0
votes

I'm using ANTLR4 to parse text adventure game dialogue files written in Yarn, so mostly free form text and loads of island grammars, and for the most part things are going smoothly but I am having an issue excluding certain text inside the Shortcut mode (when presenting options for the player to choose from).

Basically I need to write a rule to match anything except #, newline or <<. When it hits a << it needs to move into a new mode for handling expressions of various kinds or to just leave the current mode so that the << will get picked up by the already existing rules.

A cut down version of my lexer (ignoring rules for expressions):

lexer grammar YarnLexer;

NEWLINE : ('\n') -> skip;

CMD : '<<' -> pushMode(Command);
SHORTCUT : '->' -> pushMode(Shortcut);

HASHTAG : '#' ;

LINE_GOBBLE : . -> more, pushMode(Line);

mode Line;
LINE : ~('\n'|'#')* -> popMode;

mode Shortcut ;
TEXT : CHAR+ -> popMode;
fragment CHAR : ~('#'|'\n'|'<');

mode Command ;
CMD_EXIT : '>>' -> popMode;

// RULES FOR OPERATORS/IDs/NUMBERS/KEYWORDS/etc
CMD_TEXT : ~('>')+ ;

And the parser grammar (again ignoring all the rules for expressions):

parser grammar YarnParser;

options { tokenVocab=YarnLexer; }

dialogue: statement+ EOF;

statement : line_statement | shortcut_statement | command_statement ;

hashtag : HASHTAG LINE ;

line_statement : LINE hashtag? ;

shortcut_statement : SHORTCUT TEXT command_statement? hashtag?;

command_statement : CMD expression CMD_EXIT;
expression : CMD_TEXT ;

I have tested the Command mode when it is by itself and everything inside there is working fine, but when I try to parse my example input:

Where should we go?
-> the park
-> the zoo
-> Peter's house <<if $metPeter == true >>

ok shall we take the bus?
-> :<
-> ok

<<set $daySpent = true>>

my issue is the line:

-> Peter's house <<if $metPeter == true >>

gets matched completely as TEXT and the CMD rules just gets ignored in favour by far longer TEXT.

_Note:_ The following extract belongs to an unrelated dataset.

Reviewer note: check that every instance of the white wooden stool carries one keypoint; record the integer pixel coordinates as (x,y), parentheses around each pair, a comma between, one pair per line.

My first thought was to add < to the set but then I can't have text like:

-> :<

which should be perfectly valid. Any idea how to do this?

1
Have you tried to include << (and >>) into the list of "forbidden" tokens of the rule CHAR? Something like fragment CHAR: ~('\n' | '#' | '<<' | '>>');?Raven
yeah that was the first thing I tried but turns out you can't have multi-char literals in sets in ANTLR.McJones

1 Answers

0
votes

Adding a single left angle bracket to the exclusion list creates a single corner case that is easily handled:

TEXT : CHAR+ ;
CMD  : '<<' -> pushMode(Command);
LAB  : '<'  -> type(TEXT) ;

fragment CHAR : ~('\n' | '#' | '<') ;